Sergio Corbucci’s THE GREAT SILENCE is about a mute gunslinger nicknamed “Silence” (Jean-Louis Trintignant, maybe not a household name but a terrific actor and still starring in major movies at 82), who tries to help a small community who have been besieged by a band of vicious criminals, led by the cooly genocidal bounty hunter “Loco”, played by the ever-disturbing Klaus Kinski. Loco collects dead bodies like a hunter collects pelts, while Silence only kills in self-defense – to be fair, he does provoke a lot of dickheads to draw down. That way it’s legal. Silence kills bad guys. Loco is the worst guy. Inevitably they’re going to meet up. Sounds like a movie we may have seen a few times before, right?
The main element that drew me to THE GOOD, THE BAD, AND THE UGLY when I first saw it, the element that got me into Italian Westerns for life, and the element that THE GREAT SILENCE has in abundance, is the otherworldly quality of it all. There’s a beautifully weird disconnect that happens when Italian filmmakers use international actors to shoot stories about the American West in (usually) Spain. THE GREAT SILENCE is one Italian Western that doubles down on the otherworldliness. The story takes place in Utah, on a wooded frontier blanketed with snow – even the horses have a hell of a time getting anywhere. The characters are bundled up in layers of animal hides, brown and grey spots in an oppressive blanket of whiteness. And the score by Ennio Morricone is one of the most haunting you’ll ever hear, even by the haunting standards set by the maestro.
THE GREAT SILENCE will stick in your guts, and that’s good because it leaves you with a few things to think about. Corbucci wasn’t the most political of Italian-Western directors (that’d be the third Sergio, Sollima), but there is some clear subtext here if you’re interested in looking for it. It may or may not mean much that the voiceless hero is a Frenchman – maybe Trintignant was just plain the best guy for the job – but I’d say it certainly means something that a blond, blue-eyed German is the monster of the piece, and Loco’s every action in this film bear out that hunch. His monstrousness is familiar, is all I’m saying.
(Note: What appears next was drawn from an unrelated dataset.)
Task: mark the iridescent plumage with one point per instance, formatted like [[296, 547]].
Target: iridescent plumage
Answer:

Moreover, it says plenty that the romantic interest, Pauline the vengeful widow who sets Silence on his collision course with Loco, who is the man who killed her husband, is a black woman – Vonetta McGee, who went on to star in several grindhouse-friendly films including BLACULA, DETROIT 9000, and SHAFT IN AFRICA, and in my well-educated opinion is only second to Claudia Cardinale in the ranks of most beautiful women ever to headline a “spaghetti” Western. Race isn’t an issue to Silence, who proves his open mind by engaging in probably one of the earliest examples of interracial love scenes on film, but it most certainly is to Loco, who, in addition to his many other crimes, is blatantly racist. Corbucci couldn’t be drawing the line between good and evil any more clearly, which is why the movie ultimately becomes quite literally a punch in the heart zone.
Non-spoiler warning: THE GREAT SILENCE has probably THE down ending of all time. I’m not going to get into it, but trust me on this one. It’s almost unbearably sad, but it’s also resolutely unique and entirely unforgettable. If you think you can handle the heartache, then I couldn’t recommend this movie any more highly.
THE GREAT SILENCE is screening from Sunday September 9th through Tuesday September 11th at Cinefamily in Los Angeles. This is the world’s only surviving 35mm print. If you want to see this movie theatrically, this is the time.